無心に歌い続ける修司を見詰めながら、青龍は最後の力を振り絞って語り掛けた。



「鼻歌よ。こうやってお前と拳を交えていると、まるで昔から友達だったような錯覚に陥る。それにお前は後れ馳せながらではあるが俺との約束を守って、全力で闘った。だから……俺もその気持ちに応えるぜ」



防戦一方になっていた青龍だったが、一旦修司との間合いを取り、羽を広げるポーズをすると、目にも止まらぬスピードで羽ばたき始めた。



「くっ! あいつのどこにこんな力が残ってたんだ!」



焦る修司に向かって尚も迫ってくる青龍の周りに、剰りの早さで動く腕の残像が孔雀の羽根のように広がった。



「決死拳……孔雀」



そう呟いた青龍から何十という拳が繰り出され、修司の急所という急所に襲い掛かる。



「クソッ! 闇空手、千手観音!」



しかし修司は闇空手の秘技『千手観音』を駆使し、青龍の放った拳を全て受け切った。



「なに?! 全部受け止められただとっ?……アアッ!」



己の生命力全てを注ぎ、最後の攻撃を試みた青龍は、万策尽き果て、膝を折ってうなだれた。

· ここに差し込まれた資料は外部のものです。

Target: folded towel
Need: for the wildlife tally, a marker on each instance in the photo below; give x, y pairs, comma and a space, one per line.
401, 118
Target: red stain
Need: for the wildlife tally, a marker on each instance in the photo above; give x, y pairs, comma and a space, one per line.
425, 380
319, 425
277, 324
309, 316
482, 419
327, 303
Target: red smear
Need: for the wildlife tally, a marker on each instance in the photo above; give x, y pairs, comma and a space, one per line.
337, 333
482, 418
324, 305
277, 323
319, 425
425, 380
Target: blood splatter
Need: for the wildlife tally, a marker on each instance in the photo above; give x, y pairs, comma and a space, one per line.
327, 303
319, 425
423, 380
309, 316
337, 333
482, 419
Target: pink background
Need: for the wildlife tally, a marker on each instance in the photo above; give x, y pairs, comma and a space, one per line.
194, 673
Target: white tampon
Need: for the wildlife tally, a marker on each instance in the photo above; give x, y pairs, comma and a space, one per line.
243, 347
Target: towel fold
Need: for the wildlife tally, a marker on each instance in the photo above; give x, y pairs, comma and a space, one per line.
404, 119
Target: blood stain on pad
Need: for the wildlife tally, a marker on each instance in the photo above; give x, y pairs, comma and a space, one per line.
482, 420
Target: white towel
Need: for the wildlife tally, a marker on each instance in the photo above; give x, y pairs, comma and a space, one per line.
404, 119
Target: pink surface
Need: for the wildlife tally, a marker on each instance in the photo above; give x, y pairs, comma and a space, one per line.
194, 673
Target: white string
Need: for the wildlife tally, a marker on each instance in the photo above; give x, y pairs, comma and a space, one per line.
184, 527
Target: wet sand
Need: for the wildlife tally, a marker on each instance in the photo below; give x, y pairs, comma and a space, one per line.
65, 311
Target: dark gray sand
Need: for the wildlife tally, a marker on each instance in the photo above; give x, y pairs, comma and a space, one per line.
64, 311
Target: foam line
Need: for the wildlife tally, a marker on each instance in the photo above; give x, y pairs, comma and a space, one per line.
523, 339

暫くその様子を見守っていた修司は、踞っている青龍に歩み寄る。



「やめるか? 青龍。俺は明美さえ取り戻せればいいんだ」



そう言って修司が手を差しのべた途端。



「アィャァァァア!」



青龍の手刀が修司の喉笛目掛けて繰り出される。



「青龍!」



ズパッ! ブシュッ!



鈍い音と共に、大量の血しぶきが会場に真っ赤な花を咲かせた。



「せ、青龍……何で……」



修司は腕に抱えた青龍をマジマジと見詰めた。切り裂かれた彼の首筋からはドクドクと血が溢れている。



「青龍。お前が攻撃して来なければ、こんな事にはならなかったんだぞ?!」



青龍の手刀を躱した修司は、思わず自分も手刀を打ち返していた。カウンター気味に入ったその切れ味は、青龍の首の皮を引き裂くのに充分過ぎる程の威力だった。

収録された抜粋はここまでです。